The Udet U 7 Kolibri (Hummingbird) was a single engine, single seat, parasol wing light aircraft, designed and built in Germany in the mid-1920s. Though they had some competition success and set an unofficial lightplane duration record, only two were produced.

==Design and development==

The wooden, cantilever, two-spar wing of the U 7 was almost trapezoidal in plan, with sweep on the leading edge, out to ellipsoidal tips.
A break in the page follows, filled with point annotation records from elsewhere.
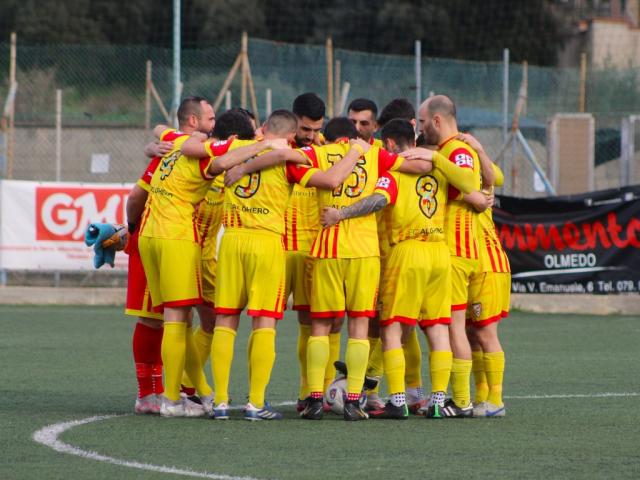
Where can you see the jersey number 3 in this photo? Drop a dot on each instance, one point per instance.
(249, 190)
(426, 188)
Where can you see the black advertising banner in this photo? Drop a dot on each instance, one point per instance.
(586, 243)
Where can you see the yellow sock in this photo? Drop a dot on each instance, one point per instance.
(249, 345)
(356, 358)
(494, 367)
(460, 385)
(334, 354)
(173, 357)
(261, 359)
(413, 361)
(394, 365)
(317, 358)
(375, 365)
(479, 376)
(193, 366)
(221, 358)
(304, 331)
(440, 362)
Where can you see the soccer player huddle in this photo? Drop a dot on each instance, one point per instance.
(393, 233)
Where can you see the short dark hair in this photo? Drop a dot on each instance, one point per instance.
(233, 122)
(190, 106)
(340, 127)
(400, 131)
(281, 122)
(361, 104)
(309, 105)
(397, 108)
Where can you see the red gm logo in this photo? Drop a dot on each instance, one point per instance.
(63, 213)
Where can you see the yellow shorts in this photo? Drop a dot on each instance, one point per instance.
(251, 272)
(344, 284)
(298, 278)
(173, 273)
(461, 271)
(417, 284)
(209, 267)
(489, 298)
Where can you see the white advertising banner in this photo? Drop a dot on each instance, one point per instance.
(43, 223)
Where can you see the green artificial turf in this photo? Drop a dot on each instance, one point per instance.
(68, 363)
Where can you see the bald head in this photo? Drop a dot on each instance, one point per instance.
(437, 116)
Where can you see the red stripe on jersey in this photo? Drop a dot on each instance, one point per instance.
(285, 236)
(458, 233)
(435, 321)
(497, 250)
(466, 234)
(399, 319)
(325, 246)
(334, 251)
(487, 242)
(265, 313)
(328, 314)
(228, 311)
(294, 229)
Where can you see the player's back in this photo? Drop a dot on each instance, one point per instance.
(178, 185)
(460, 224)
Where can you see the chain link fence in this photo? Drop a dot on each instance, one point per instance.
(105, 102)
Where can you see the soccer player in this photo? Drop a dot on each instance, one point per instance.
(363, 112)
(403, 109)
(416, 288)
(301, 228)
(147, 334)
(236, 123)
(346, 268)
(489, 298)
(251, 266)
(170, 250)
(438, 123)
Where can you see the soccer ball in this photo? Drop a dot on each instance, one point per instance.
(336, 395)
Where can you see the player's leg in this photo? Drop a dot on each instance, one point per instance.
(230, 300)
(461, 270)
(485, 317)
(265, 278)
(361, 280)
(327, 303)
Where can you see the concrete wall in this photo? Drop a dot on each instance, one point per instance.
(35, 148)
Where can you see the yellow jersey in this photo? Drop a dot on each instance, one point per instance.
(460, 224)
(178, 185)
(355, 237)
(209, 217)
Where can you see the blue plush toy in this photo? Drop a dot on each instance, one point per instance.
(106, 240)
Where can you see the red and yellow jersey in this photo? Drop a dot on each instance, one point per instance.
(144, 182)
(302, 219)
(209, 217)
(460, 224)
(418, 206)
(259, 200)
(492, 256)
(355, 237)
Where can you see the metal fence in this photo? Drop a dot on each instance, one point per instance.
(108, 96)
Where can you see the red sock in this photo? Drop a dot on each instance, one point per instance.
(146, 345)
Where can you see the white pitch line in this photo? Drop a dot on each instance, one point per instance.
(572, 395)
(49, 436)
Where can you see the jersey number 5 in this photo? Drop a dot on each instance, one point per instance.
(249, 190)
(355, 189)
(426, 188)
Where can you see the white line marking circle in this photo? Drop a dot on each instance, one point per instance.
(48, 436)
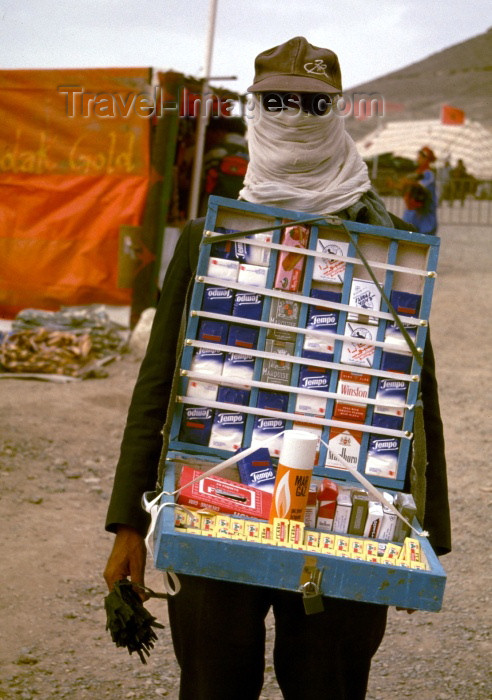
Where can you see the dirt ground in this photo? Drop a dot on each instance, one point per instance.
(58, 448)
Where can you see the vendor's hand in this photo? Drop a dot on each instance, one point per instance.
(127, 558)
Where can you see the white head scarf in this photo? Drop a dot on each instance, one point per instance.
(302, 162)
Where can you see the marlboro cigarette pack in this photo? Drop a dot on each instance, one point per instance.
(222, 495)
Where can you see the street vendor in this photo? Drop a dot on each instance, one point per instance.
(302, 159)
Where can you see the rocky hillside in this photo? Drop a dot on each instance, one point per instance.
(460, 75)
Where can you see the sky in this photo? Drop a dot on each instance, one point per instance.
(371, 37)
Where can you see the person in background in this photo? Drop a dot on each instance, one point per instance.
(301, 158)
(420, 196)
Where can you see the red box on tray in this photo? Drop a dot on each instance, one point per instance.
(222, 495)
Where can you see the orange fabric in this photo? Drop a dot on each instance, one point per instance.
(67, 183)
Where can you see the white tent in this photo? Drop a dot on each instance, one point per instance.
(470, 141)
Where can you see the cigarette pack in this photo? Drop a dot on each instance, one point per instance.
(226, 248)
(209, 363)
(237, 526)
(356, 547)
(327, 268)
(358, 351)
(374, 519)
(252, 531)
(326, 542)
(217, 300)
(223, 269)
(228, 426)
(392, 391)
(341, 543)
(311, 540)
(242, 336)
(382, 456)
(266, 427)
(321, 319)
(196, 425)
(277, 371)
(343, 443)
(254, 254)
(343, 511)
(254, 275)
(406, 505)
(312, 378)
(211, 331)
(388, 523)
(296, 533)
(281, 531)
(266, 533)
(290, 265)
(286, 313)
(222, 495)
(239, 366)
(358, 516)
(256, 470)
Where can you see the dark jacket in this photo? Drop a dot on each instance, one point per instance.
(142, 440)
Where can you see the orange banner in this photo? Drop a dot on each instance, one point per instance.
(74, 167)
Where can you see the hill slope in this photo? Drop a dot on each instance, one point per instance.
(460, 75)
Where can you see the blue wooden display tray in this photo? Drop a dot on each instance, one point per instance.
(280, 567)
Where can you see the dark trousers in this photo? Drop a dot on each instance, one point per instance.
(218, 633)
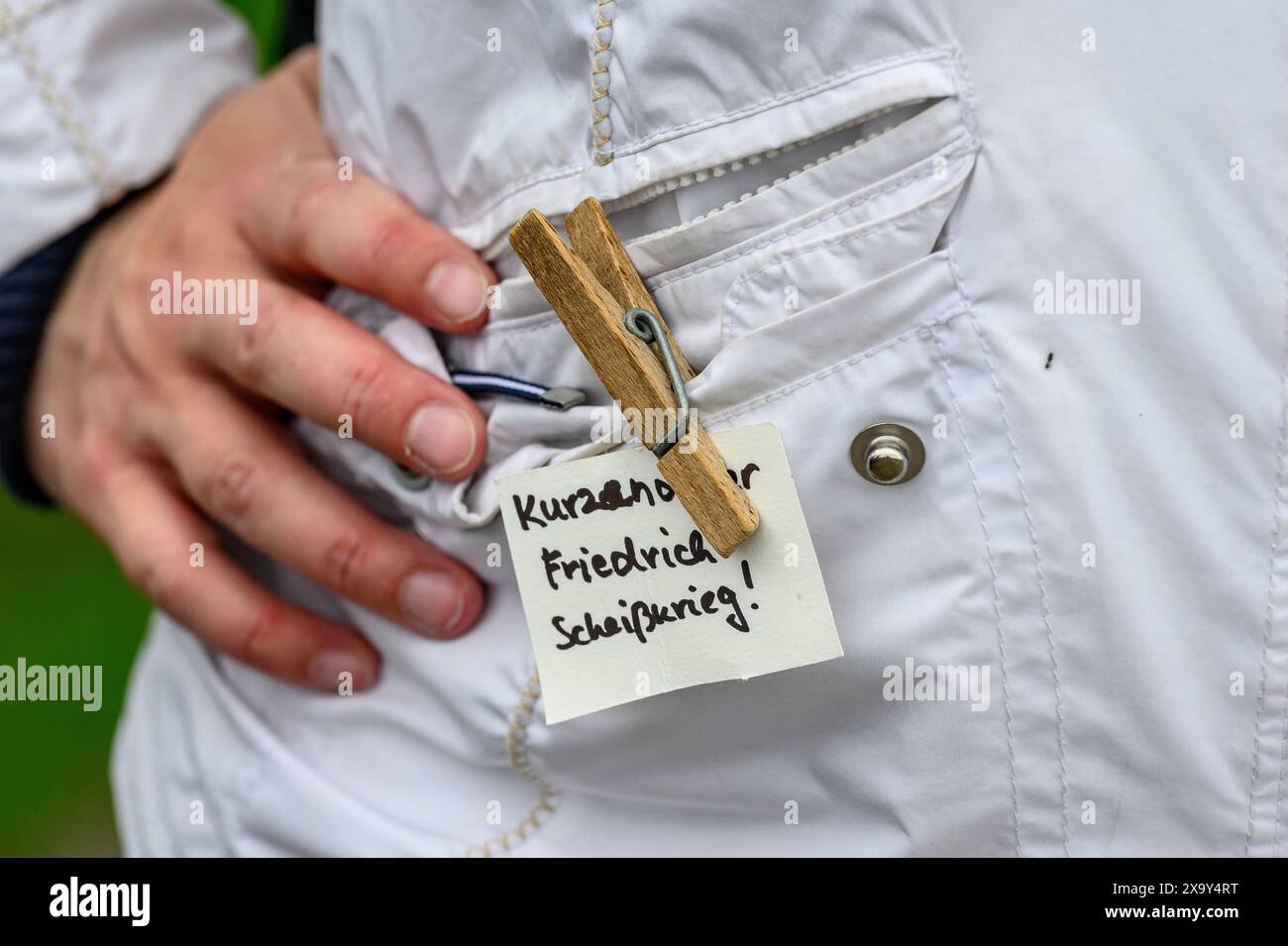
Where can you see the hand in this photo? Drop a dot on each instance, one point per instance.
(162, 417)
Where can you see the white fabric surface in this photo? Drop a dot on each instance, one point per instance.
(97, 97)
(914, 257)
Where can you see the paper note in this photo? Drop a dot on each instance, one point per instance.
(625, 598)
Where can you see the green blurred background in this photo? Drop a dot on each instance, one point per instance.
(64, 602)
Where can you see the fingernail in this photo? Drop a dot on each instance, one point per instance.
(327, 671)
(432, 602)
(441, 439)
(458, 289)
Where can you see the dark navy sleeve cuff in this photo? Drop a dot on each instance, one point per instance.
(27, 295)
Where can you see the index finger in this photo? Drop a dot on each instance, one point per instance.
(362, 235)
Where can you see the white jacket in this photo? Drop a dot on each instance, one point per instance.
(97, 97)
(1055, 250)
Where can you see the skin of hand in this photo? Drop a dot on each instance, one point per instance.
(165, 424)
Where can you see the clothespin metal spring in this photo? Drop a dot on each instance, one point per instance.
(645, 326)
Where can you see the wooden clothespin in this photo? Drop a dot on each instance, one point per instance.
(592, 287)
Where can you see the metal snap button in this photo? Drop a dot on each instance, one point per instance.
(888, 455)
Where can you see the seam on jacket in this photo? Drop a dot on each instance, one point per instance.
(1279, 791)
(951, 152)
(824, 84)
(992, 571)
(844, 237)
(542, 321)
(516, 751)
(1033, 542)
(600, 81)
(789, 389)
(1275, 533)
(12, 29)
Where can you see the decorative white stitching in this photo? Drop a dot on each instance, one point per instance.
(711, 420)
(12, 27)
(1033, 542)
(735, 293)
(516, 749)
(1270, 596)
(949, 152)
(600, 80)
(992, 569)
(836, 78)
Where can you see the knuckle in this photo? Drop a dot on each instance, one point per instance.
(252, 643)
(230, 489)
(393, 239)
(253, 352)
(343, 564)
(312, 194)
(364, 389)
(161, 581)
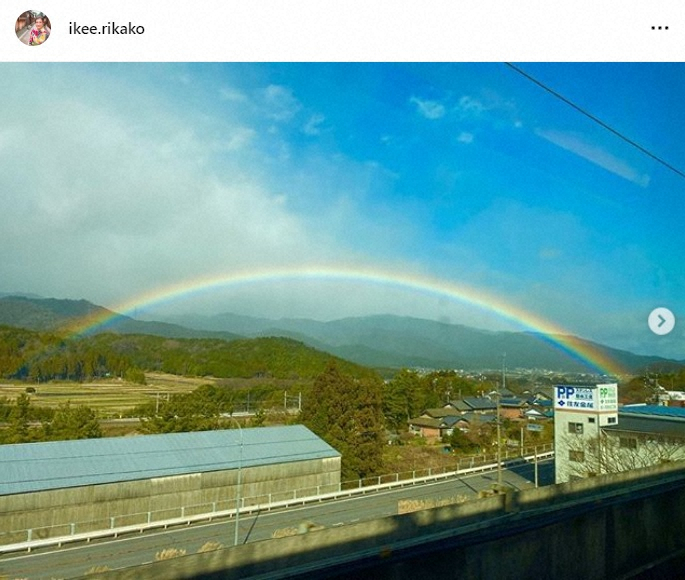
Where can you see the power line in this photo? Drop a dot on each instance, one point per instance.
(595, 119)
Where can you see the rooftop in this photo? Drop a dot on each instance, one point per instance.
(667, 421)
(30, 467)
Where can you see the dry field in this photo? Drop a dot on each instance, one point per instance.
(109, 397)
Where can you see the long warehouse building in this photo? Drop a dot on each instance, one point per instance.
(62, 487)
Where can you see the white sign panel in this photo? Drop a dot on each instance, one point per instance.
(607, 397)
(602, 398)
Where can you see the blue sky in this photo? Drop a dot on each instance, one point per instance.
(120, 178)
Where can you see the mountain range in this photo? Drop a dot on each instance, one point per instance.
(379, 341)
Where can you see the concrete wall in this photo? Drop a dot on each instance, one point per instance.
(605, 527)
(50, 513)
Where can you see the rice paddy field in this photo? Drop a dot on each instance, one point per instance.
(110, 398)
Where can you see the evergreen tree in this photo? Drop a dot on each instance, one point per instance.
(347, 414)
(72, 423)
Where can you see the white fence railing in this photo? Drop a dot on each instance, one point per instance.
(186, 515)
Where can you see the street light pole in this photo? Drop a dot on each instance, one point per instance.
(499, 426)
(240, 480)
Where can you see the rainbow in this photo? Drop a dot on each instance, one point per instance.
(544, 329)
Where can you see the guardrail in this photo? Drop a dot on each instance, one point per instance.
(186, 516)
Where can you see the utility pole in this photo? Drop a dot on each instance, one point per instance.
(499, 426)
(240, 480)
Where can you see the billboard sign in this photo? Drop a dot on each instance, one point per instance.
(602, 398)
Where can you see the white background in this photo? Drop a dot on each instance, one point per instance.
(356, 30)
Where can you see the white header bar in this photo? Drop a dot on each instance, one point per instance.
(350, 30)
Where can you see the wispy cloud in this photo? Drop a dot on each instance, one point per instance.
(313, 125)
(427, 108)
(280, 103)
(574, 143)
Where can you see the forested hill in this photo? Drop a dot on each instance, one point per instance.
(59, 315)
(37, 356)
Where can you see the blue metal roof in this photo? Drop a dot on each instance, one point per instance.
(41, 466)
(654, 410)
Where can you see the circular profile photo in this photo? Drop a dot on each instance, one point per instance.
(32, 28)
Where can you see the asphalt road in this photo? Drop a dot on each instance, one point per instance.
(73, 561)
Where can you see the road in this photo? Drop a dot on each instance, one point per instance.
(75, 560)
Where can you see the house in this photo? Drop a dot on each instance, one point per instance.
(513, 407)
(480, 404)
(433, 428)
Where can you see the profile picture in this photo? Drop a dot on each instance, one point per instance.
(32, 27)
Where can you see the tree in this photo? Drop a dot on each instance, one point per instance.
(72, 423)
(402, 399)
(347, 414)
(461, 443)
(616, 452)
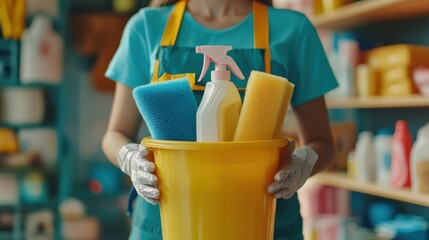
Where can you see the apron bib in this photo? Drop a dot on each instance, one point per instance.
(175, 62)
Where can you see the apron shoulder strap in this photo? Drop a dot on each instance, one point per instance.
(261, 31)
(173, 24)
(260, 21)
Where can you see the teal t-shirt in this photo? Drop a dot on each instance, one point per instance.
(294, 44)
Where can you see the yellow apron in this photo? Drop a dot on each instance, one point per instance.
(175, 62)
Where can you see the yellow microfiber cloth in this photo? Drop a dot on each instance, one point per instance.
(264, 107)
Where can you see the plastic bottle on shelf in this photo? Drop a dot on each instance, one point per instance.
(366, 81)
(365, 158)
(41, 53)
(383, 152)
(420, 161)
(401, 149)
(219, 110)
It also thinned outwards in section with most of the taper on the upper surface, giving some anhedral. Short ailerons extended to the tips. The wing was mounted over the fuselage on six streamlined steel struts; two upright tripods ran from the forward spar to points on the upper and mid fuselage and two inverted V-struts joined the rear spar to the upper fuselage.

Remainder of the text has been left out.